Personal information
- Full name: Neda Shahsavari
- Nationality: Iranian
- Born: 21 September 1986 (age 39) Kermanshah, Iran
- Height: 167.5
- Weight: 67

Sport
- Sport: Table tennis
- Playing style: Shakehand Counter Driver
- Highest ranking: 135 (April 2019)

Medal record
Women's table tennis
Representing Iran
Islamic Solidarity Games
| Gold medal – first place | 2017 Baku | Team |
| Gold medal – first place | 2021 Konya | Team |
| Gold medal – first place | 2025 Riyadh | Singles |
| Gold medal – first place | 2025 Riyadh | Double |
| Silver medal – second place | 2021 Konya | Singles |
| Bronze medal – third place | 2025 Riyadh | Team |

= Neda Shahsavari =

Iranian table tennis player

Neda Shahsavari (ندا شهسواری, born 21 September 1986 in Kermanshah) is an Iranian table tennis player who qualified to compete in the 2012 Summer Olympics in London.
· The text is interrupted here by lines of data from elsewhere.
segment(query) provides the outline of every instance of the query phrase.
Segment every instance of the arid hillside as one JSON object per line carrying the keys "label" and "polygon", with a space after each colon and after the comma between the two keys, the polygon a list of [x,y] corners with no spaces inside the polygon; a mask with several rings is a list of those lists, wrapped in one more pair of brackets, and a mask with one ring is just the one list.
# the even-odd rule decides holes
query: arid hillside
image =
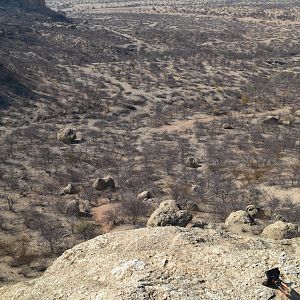
{"label": "arid hillside", "polygon": [[14,3],[0,0],[1,284],[144,227],[166,199],[209,224],[249,204],[261,227],[299,223],[299,1]]}

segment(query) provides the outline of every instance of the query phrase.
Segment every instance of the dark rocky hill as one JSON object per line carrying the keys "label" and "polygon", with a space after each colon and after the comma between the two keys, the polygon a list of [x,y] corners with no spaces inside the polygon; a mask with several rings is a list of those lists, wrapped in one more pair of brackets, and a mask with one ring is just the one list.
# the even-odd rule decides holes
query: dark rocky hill
{"label": "dark rocky hill", "polygon": [[18,7],[45,7],[44,0],[0,0],[2,6],[18,6]]}
{"label": "dark rocky hill", "polygon": [[4,10],[8,7],[14,7],[26,11],[35,11],[57,21],[67,20],[63,15],[49,9],[45,0],[0,0],[0,7]]}

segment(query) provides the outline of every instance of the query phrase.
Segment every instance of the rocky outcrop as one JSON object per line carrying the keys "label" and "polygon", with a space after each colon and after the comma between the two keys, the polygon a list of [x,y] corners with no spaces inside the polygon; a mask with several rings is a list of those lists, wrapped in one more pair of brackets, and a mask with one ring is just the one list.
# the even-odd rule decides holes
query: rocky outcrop
{"label": "rocky outcrop", "polygon": [[252,225],[254,224],[254,219],[244,210],[238,210],[232,212],[225,221],[225,225],[235,226],[235,225]]}
{"label": "rocky outcrop", "polygon": [[0,7],[2,8],[17,8],[27,12],[39,13],[50,17],[53,21],[70,22],[65,16],[49,9],[45,0],[0,0]]}
{"label": "rocky outcrop", "polygon": [[65,188],[60,192],[60,195],[72,195],[76,193],[76,187],[73,183],[69,183]]}
{"label": "rocky outcrop", "polygon": [[272,266],[299,288],[299,245],[291,240],[279,246],[219,229],[156,227],[110,233],[66,251],[42,277],[1,288],[0,298],[269,299],[273,290],[262,280]]}
{"label": "rocky outcrop", "polygon": [[143,191],[137,195],[138,200],[147,200],[151,198],[151,194],[149,191]]}
{"label": "rocky outcrop", "polygon": [[265,125],[278,125],[280,121],[280,116],[266,116],[263,119],[263,124]]}
{"label": "rocky outcrop", "polygon": [[263,230],[262,236],[274,240],[291,239],[294,237],[300,237],[300,231],[296,224],[277,221],[267,226]]}
{"label": "rocky outcrop", "polygon": [[187,210],[181,210],[174,200],[163,201],[150,216],[147,226],[180,226],[185,227],[193,216]]}
{"label": "rocky outcrop", "polygon": [[57,140],[65,144],[71,144],[76,140],[76,131],[72,128],[62,128],[57,133]]}
{"label": "rocky outcrop", "polygon": [[264,125],[291,125],[291,123],[295,121],[292,116],[285,115],[285,116],[266,116],[263,119]]}
{"label": "rocky outcrop", "polygon": [[100,192],[105,191],[106,189],[114,190],[116,188],[116,184],[112,177],[106,176],[103,178],[97,178],[93,183],[93,188]]}

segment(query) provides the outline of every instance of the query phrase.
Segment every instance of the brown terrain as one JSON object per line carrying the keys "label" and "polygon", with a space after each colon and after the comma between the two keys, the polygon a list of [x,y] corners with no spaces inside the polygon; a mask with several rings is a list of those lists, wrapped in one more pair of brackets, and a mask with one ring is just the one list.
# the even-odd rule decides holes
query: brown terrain
{"label": "brown terrain", "polygon": [[167,199],[300,223],[299,1],[46,4],[0,0],[0,285]]}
Through qualifying, she became the first woman to represent Iran in table tennis for the Olympic Games. She was born in the city of Kermanshah and she studied physical education at university.

== Olympic ==
She has also qualified to play in her second olympics, at Rio 2016. On May 19, 2024, after winning the Central Asia Championship, Shahsavari was able to get a quota for the 2024 Summer Olympics and go to the Olympics for the third time.